Vuelvo al blog con un relato que escribí hace ya un tiempo. A pesar de que considero que es más cercano a mi poesía que a mi prosa por su caracter intimista, sigue siendo un texto al que le tengo bastante cariño. Se publicó por primera vez en la antología de relatos Prosadictos y recibió buenas críticas. Espero que os guste.
Nota: he decidido dividirlo en 2 entradas para que os resulte más cómodo leerlo.
El lugar
adecuado, el momento preciso
1
En apariencia, el destino del tren
que acababa de dejar Barcelona era la ciudad de Alicante; en realidad, caminaba
hacia la muerte de uno de los pasajeros.
Si echáramos un vistazo superficial, aventuraríamos que la
persona condenada es una anciana enjuta de manos temblorosas; o quizás podría
ser un hombre cuarentón, obeso, con aspecto de agente comercial, que no logra
relajarse y no deja de mirar el móvil; o, incluso, una mujer embarazada, una
niña casi, que a los cinco meses de gestación aún tiene los dedos amarillos y
un persistente olor a humo en la ropa. Pero no, nos equivocaríamos. La elegida
es Ana, una mujer cuyos ojos indican cien años en lugar de los treinta y cinco
que tiene, vestida de negro, silenciosa. ¿Y cuál va a ser la causa de su
defunción? ¿Acaso un cáncer oculto que va a revelarse durante el viaje? ¿Una
embolia repentina, un infarto? ¿O un accidente del propio vehículo, cuya única
víctima mortal será ella? Pensamientos lógicos, mas volveríamos a errar. La
causante, la culpable, es una niña, su hija Marta. Todo porque algo o alguien,
desde una altura inconcebible que no distingue dolor de alegría, decidió que la
pequeña emprendiera repentinamente y antes de tiempo el mismo trayecto que su
madre ahora ha elegido para sí misma. Elegir, decidir el momento. Es el lujo
que va a permitirse, la responsabilidad ante la hija muerta.
La vida de Ana no se diferenciaba de la de otros miles.
Había tenido una infancia feliz, una pubertad deslucida por culpa de la
timidez, una juventud reposada. Se había licenciado en Económicas, había
comenzado a trabajar en un banco, se había casado con su novio de la
universidad y se había establecido fuera de su ciudad natal. El matrimonio
había marchado bien los primeros años. Ambos eran prácticos, ahorradores,
ordenados; tenían un hogar acorde con estas características. Cuando fue el
momento adecuado tuvieron descendencia, una nena, Marta. Probablemente habrían
tenido otro vástago a los dos años si no hubiera sido porque el marido había
mandado la pulcritud, el pragmatismo y el ahorro al carajo y se había largado
con otra mujer. Sin embargo, Ana no se desesperó; lo mejor de la pareja era,
sin duda, el fruto, y la custodia le pertenecía.

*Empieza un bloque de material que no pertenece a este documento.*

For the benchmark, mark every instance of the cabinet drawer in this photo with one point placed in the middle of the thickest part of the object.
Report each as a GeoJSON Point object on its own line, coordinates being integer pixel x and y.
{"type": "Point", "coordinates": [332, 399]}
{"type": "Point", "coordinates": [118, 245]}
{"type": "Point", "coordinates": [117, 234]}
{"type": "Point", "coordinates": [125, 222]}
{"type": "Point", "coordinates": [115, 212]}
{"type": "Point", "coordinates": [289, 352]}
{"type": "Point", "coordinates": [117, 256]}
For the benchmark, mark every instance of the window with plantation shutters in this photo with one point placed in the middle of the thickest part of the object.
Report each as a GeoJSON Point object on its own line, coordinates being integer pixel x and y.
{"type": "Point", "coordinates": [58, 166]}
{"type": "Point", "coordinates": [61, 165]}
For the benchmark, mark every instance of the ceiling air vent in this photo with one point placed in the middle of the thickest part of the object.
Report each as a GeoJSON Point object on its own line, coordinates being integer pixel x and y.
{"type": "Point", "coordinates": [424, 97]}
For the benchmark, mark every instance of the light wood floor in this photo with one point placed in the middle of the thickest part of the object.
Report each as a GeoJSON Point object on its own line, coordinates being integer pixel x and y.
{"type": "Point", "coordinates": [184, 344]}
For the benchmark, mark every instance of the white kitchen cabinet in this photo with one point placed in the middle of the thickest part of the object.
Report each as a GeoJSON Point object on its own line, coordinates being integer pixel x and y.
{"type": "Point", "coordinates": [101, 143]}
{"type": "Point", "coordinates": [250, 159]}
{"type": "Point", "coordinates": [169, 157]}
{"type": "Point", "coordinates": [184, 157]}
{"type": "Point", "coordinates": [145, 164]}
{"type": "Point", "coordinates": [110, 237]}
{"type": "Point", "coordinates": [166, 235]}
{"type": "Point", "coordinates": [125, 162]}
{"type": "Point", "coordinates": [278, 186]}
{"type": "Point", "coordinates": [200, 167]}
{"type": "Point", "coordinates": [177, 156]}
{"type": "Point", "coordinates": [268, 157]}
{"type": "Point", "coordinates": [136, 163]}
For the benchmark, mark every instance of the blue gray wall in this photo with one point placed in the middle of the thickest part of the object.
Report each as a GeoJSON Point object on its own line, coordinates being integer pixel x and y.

Entonces un pequeño monstruo se adueñó del pecho de la
criatura y aunque los sabios maullaban consejos nada se pudo hacer, pues cada
bocanada de aire lo inyectaba en ella un poco más, tejiendo la urdimbre para un
nido de dragones que, al eclosionar, devoraron el corazón y la cama.
Cuando perdemos al padre, a la madre o a los dos nos
convertimos en huérfanos; si perdemos a la esposa o al esposo nos llamamos
viudos o viudas. ¿Qué somos cuando perdemos a un hijo? No hay palabras que nos
definan. ¿Seguimos siendo padres o ya no lo somos? No hay palabras, porque va
contra la naturaleza y no hay parte en el cerebro o en el alma humana que pueda
racionalizar el hecho, asimilarlo. Simplemente somos, o fuimos, hacedores de
una burbuja irisada que explota y, luego, dejamos de ser.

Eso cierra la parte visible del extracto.